4.L'Aéroport 4.1 Jadis manifestations de l'extrême neutralité, les aéroports sont à présent parmi les éléments les plus singuliers, les plus caractéristiques de la Ville Générique, ses plus forts véhicules de différenciation. Cela s'impose car, de plus en plus, ils sont tout ce qu'une personne connaît, en général, d'une ville donnée.
5.Population 5.2 La Ville Générique est toujours fondée par des hommes en mouvement, prêts à repartir. C'est ce qui explique le manque de substance de ses fondations.
6.Urbanisme 6.10 La meilleure définition de l'esthétique de la Ville Générique est le free style.

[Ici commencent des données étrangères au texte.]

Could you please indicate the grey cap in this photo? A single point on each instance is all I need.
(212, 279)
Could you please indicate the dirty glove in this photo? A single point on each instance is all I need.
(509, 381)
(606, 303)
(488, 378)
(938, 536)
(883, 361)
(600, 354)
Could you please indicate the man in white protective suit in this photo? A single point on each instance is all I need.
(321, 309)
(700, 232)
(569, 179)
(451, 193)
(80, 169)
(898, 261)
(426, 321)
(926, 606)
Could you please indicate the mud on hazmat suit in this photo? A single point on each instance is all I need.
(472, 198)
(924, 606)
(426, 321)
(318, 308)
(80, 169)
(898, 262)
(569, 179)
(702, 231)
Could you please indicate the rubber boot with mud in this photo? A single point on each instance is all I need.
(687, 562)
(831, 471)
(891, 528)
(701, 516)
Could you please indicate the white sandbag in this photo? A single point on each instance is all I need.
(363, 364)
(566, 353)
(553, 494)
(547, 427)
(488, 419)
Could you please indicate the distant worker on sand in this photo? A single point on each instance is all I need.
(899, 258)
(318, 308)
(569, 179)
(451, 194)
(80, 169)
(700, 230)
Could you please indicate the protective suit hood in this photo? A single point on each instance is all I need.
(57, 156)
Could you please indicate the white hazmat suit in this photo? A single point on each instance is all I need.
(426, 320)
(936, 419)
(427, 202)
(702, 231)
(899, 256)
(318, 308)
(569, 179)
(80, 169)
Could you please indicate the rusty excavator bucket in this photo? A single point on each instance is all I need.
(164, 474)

Comment le décrire ? Imaginez un espace ouvert, une clairière dans la forêt, une ville plane. Il y a trois éléments: des routes, des bâtiments, et la nature; ils coexistent dans des relations flexibles, apparemment sans raison, dans une spectaculaire diversité d'organisation.
7.Politique 7.1 La Ville Générique entretien une relation (parfois lointaine) avec un régime plus ou moins autoritaire - local ou national. En général, les copains du "chef" - qui que ce fût - ont décidé de promouvoir une partie du "centre ville", ou la périphérie, ou même de construire une nouvelle ville au milieu de nulle part, et ont ainsi déclenché l'élan qui a fait apparaître la ville sur la carte.

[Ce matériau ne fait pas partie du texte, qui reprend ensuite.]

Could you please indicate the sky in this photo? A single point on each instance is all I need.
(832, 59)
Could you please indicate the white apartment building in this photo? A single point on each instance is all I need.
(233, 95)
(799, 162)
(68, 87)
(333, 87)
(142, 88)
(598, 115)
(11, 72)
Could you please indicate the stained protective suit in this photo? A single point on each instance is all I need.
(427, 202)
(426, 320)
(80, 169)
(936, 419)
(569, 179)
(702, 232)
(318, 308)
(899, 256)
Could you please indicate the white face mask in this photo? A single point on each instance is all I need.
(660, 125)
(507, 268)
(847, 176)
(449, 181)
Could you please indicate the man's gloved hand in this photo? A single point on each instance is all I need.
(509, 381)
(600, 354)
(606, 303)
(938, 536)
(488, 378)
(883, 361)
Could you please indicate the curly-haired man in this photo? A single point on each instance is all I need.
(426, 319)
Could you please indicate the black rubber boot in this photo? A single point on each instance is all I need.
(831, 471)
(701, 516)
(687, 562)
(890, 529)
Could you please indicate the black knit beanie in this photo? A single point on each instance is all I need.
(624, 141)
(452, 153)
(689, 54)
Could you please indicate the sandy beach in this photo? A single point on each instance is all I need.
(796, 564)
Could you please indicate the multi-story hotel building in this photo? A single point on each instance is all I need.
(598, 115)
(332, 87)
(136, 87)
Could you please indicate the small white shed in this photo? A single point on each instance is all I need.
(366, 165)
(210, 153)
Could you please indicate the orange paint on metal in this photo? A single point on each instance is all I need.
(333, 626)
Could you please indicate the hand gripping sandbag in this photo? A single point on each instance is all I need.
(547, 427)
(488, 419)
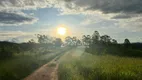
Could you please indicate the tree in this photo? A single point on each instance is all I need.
(86, 39)
(74, 39)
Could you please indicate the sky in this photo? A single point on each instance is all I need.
(22, 19)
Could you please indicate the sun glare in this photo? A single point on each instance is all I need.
(61, 31)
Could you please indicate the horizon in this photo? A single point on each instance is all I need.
(23, 19)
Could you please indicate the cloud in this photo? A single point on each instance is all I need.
(8, 18)
(18, 35)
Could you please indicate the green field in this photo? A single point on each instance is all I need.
(21, 65)
(78, 65)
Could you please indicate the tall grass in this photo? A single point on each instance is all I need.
(20, 66)
(106, 67)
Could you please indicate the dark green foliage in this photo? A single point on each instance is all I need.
(106, 45)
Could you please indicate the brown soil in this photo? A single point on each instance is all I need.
(46, 72)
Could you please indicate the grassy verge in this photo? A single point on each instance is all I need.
(21, 66)
(106, 67)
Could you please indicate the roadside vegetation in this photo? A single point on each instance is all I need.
(18, 60)
(100, 67)
(103, 59)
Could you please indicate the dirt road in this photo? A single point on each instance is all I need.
(49, 70)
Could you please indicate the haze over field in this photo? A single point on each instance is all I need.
(22, 19)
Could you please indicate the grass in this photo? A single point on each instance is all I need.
(105, 67)
(20, 66)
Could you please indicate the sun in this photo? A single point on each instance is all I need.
(61, 31)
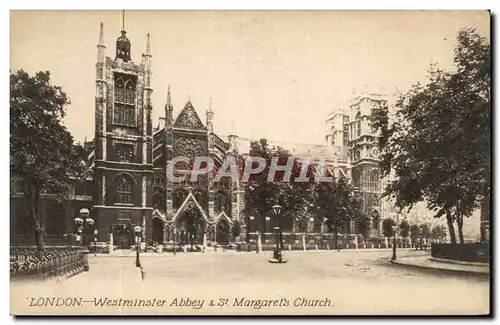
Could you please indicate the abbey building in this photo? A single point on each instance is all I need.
(127, 185)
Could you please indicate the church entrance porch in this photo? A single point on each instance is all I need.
(158, 230)
(223, 232)
(190, 226)
(123, 235)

8.Sociologie 8.2 A l'évidence, il y'a une prolifération de communautés - une sorte de zapping sociologique - rétive à toute interprétation trop générale. La Ville Générique défait chacune des structures qui assuraient jadis la cohérence de toutes choses.
9.Quartiers 9.3 Malgré son absence, l'histoire est la principale préoccupation, ou même la principale industrie de la Ville Générique. Sur les terrains libérés, autour des taudis restaurés, on construit sans cesse plus d'hôtels pour accueillir des touristes supplémentaires, en proportion directe de l'érosion du passé.
10.Programme 10.2 Le shopping est la seule activité. Mais pourquoi ne pas considérer que le shopping est temporaire, provisoire ? Des temps meilleurs viendront. C'est de notre faute - nous n'avions rien trouvé de mieux à faire. Les mêmes espaces, inondés par d'autres programmes - des bibliothèques, des thermes, des universités - seraient formidables; nous serions impressionnés par leur grandeur.
11.Architecture 11.13 Maxime Gorki parle, au sujet de Coney Island, d'un "ennui varié". Il entend manifestement cette expression comme un oxymore. La variété ne peut pas être ennuyeuse. L'ennui ne peut pas être varié. Mais l'infinie variété de la Ville Générique n'est pas loin, c'est le moins que l'on puisse dire, de rendre la variété normale, banalisée; contre toute attente, c'est la répétition qui est devenue inhabituelle et, partant, potentiellement audacieuse et passionnante.
12.Géographie 12.2 Dans la Ville Générique, les gens ne sont pas seulement plus beaux que leurs pairs, ils sont aussi réputés pour être d'humeur plus égale, moins angoissés par leur travail, moins agressifs, plus agréables - preuve, en d'autres termes, qu'il y a bel et bien un lien entre l'architecture et le comportement, que la ville peut rendre les gens meilleurs, quoique ce soit par des méthodes non identifiées.
13.Identité 13.1 On trouve une redondance calculée (?) dans l'iconographie adoptée par la Ville Générique. Si elle est au bord de l'eau, des symboles fondés sur l'eau seront répandus dans l'ensemble de son territoire. Si c'est un port, on verra apparaître des bateaux et des grues jusque loin dans les terres.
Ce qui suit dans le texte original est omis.